Note the progression over time from “My wife is with child”, to “Mary is pregnant” to “We’re expecting” to “We’re having a baby” to “We’re pregnant”. Change is gradual and subtle. That’s why so many of us didn’t see this one coming and now don’t even wince at the term.
Yet a man impregnates a woman. Not the other way around. Neither is it a mutual action. He gives her his sperm and it fertilizes her egg. It’s a one-way action. She then becomes pregnant not him. The physical gestation now happens outside of the man and inside of the woman. Her body grows the baby. Her hormones surge. Her shape changes. She goes through the labour and births the child.

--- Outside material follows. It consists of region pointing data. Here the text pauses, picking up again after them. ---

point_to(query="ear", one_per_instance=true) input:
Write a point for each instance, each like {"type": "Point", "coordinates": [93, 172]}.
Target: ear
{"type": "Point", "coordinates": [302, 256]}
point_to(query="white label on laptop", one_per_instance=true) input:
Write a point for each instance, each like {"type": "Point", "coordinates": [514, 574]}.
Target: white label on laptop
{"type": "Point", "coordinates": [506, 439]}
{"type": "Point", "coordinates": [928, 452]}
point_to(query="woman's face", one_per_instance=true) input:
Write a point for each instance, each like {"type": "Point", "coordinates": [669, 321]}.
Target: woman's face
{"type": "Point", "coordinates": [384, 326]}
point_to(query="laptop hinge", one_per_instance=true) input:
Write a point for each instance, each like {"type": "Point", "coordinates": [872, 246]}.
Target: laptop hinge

But this culture seeks to make all things equal and has flatness and oneness as its aim, (even absurdly saying that a man can have a baby by changing gender!). This means the phrase “We’re pregnant" is seen as a triumph for the empathetic, emotionally connected modern man. These are men who “get women” and eagerly embrace equality of parenthood. These are men who will take the recently invented “paternity leave” so that their wives can carry on working as they “share the load of parenting” and let her continue with her career. These are men who sometimes become “stay at home dads” and see no distinction in gender roles rooted in the creation of man, male and female.
There is nothing wrong at all with the idea of men showing empathy with their wives and sharing the load of parenting. Fathers need to be present and active in the lives of their children. But as fathers not mothers. There is a difference in the role. A man’s creation role is to work outside of the home in order to protect and provide for his wife and child inside of the home (Gen. 2:7). It is good, of course, that a man wants to enter into marriage and fatherhood. We're glad to see that in this age, and thankful for men who want to be husbands and fathers. But our language matters. The term, “We’re pregnant” simply serves to flatten the distinctions between the sexes.
That a wife is pregnant is a huge part of her great creation role. Her particular curse in the fall is even applied in the pain of childbirth (Gen. 3:16). Eve is the “mother of all living” (Gen. 3: 20). Woman is the one with the unique role of childbearing - not the man. The angel, Gabriel, came to Mary, not Joseph. Mary was pregnant and gave birth to Jesus. Joseph didn’t. Jesus was born of a woman, not a man (Gal. 4:4). This is vital to his incarnation which is crucial for his work of redemption. So, just as “we’re pregnant” emasculates, even feminizes a man, it actually de-feminizes a woman. Therefore, both the glory and uniqueness of manhood and womanhood, fatherhood and motherhood, are subtly undermined by the term, “We’re pregnant”.
No, you’re not both pregnant. You are if you’re the women. But if you’re the man you now need to get to work to provide for this woman and child.